Monday, August 31, 2015

Education On the Way

"Remember what Hashem has done to Miriam on the way when you have left Mitzrayim."

Why does the Torah tell us when Miriam's punishment took place?

Wouldn't it have sufficed to just remind the Yidden of the punishment alone?


***

The Chofetz Chaim was once travelling in a train. He watched a woman get up and open the window near her seat. A minute later the woman's daughter got up to close the window. The woman got up again to open it, and her daughter came shortly thereafter to close it.

"Didn't you see me open the window?" the woman asked her daughter after the third time.

"Yes." the daughter answered smugly.

"So, then why did you close it?" the woman asked.

"Because I was cold," came the daughter's reply.

"But I was hot and I am your mother..." the woman demanded. 

"But I was cold..." the daughter interrupted.

The Chofetz Chaim watched as the woman stood there in silence.

"When we get home, I will take care of this," the woman said, and sat back down in her seat.

When the Chofetz Chaim related this story to his Talmidim he said "surely there is a reason why Hashem has shown this to me..."

The Chofetz Chaim then shared the tremendous lesson in education that he learned:

All too often, we react on instinct or impulse to things our children or students say or do. What this woman has shown us is that no matter how uncomfortable, inconvenient, or personally annoying the matter may be, there are times when the issue can, and should wait to be addressed "till we get home", and not on the moment.


***

There are times when we must respond in the moment, and times when we must wait...

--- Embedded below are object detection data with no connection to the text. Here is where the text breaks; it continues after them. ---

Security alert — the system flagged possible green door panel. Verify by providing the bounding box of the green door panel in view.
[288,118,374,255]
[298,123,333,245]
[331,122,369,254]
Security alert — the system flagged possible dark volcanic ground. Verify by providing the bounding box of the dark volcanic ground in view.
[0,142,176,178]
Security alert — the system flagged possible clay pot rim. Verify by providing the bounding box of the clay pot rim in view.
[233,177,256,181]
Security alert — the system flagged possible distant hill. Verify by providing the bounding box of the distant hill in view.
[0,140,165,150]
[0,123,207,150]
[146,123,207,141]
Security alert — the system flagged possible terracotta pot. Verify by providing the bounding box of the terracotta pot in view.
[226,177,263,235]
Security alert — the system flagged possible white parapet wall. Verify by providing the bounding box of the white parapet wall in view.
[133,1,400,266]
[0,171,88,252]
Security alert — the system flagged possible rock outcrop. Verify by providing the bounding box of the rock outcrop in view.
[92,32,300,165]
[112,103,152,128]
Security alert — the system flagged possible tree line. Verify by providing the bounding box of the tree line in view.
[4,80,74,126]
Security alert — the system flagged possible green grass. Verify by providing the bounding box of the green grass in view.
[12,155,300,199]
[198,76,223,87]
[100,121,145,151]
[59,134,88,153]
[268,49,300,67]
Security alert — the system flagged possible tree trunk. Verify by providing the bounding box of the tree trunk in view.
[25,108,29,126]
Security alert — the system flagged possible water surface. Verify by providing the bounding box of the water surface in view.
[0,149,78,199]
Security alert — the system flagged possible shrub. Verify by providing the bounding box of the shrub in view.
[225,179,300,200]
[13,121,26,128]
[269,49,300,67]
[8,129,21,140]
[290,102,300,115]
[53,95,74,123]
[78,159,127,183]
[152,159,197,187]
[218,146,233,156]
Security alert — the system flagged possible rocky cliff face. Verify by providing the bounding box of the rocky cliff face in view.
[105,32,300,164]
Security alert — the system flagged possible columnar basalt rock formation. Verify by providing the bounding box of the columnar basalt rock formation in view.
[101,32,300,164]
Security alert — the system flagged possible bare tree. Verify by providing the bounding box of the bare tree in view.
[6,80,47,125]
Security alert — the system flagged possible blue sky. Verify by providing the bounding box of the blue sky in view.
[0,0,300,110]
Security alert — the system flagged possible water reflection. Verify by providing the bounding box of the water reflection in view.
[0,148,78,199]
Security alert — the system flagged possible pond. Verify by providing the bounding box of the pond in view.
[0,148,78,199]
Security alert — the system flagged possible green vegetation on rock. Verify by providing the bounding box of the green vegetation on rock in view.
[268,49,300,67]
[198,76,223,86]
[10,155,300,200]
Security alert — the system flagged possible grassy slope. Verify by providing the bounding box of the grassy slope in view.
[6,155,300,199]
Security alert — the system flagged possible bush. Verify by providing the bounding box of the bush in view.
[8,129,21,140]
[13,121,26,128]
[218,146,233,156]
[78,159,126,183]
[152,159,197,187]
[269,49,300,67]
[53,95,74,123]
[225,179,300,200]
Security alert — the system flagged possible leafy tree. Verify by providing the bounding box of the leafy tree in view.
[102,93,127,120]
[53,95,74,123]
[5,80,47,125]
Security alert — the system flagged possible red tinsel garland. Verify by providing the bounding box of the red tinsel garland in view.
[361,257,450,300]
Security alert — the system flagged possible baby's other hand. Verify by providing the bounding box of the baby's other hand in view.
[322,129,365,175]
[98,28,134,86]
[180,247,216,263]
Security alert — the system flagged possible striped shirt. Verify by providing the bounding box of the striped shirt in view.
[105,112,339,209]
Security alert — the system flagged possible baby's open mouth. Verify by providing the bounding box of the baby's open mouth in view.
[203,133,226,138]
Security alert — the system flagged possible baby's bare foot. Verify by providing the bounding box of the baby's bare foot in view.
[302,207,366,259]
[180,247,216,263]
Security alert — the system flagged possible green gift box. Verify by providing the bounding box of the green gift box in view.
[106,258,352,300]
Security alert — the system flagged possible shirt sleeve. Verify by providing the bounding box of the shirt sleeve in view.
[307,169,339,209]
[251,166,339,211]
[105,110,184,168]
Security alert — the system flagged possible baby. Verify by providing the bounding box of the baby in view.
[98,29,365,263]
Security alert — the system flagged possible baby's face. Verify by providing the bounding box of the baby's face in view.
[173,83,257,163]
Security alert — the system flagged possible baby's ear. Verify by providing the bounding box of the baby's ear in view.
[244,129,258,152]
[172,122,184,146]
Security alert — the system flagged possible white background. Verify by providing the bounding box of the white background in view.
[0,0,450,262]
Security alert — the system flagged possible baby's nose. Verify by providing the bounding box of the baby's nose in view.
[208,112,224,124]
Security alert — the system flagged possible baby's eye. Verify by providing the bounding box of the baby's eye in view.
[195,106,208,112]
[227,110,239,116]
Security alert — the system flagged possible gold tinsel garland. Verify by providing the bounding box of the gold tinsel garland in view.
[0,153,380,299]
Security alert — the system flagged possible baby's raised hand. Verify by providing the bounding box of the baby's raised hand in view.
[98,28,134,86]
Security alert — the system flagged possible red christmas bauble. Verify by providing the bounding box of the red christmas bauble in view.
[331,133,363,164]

In teaching us "what Hashem did to Miriam on the way when you have left Mitzrayim", the Torah reminds us two things:

Firstly, Lashon Hara is so detestable to Hashem that it could not wait till the Yidden got to Eretz Yisroel to address it. It had to be addressed right away - "on the way".

Secondly, remember that Hashem made the determination to address Miriam "on the way"...

May Hashem give us the insight to know when to respond "on the way", and when to wait "till we get home". And may He give us the strength and patience to transcend any personal disappointment or anger, and respond with integrity, in a Torah way, and B'Darchei Noam.



Based on a Dvar Torah by Rabbi Shmuel Kuperman.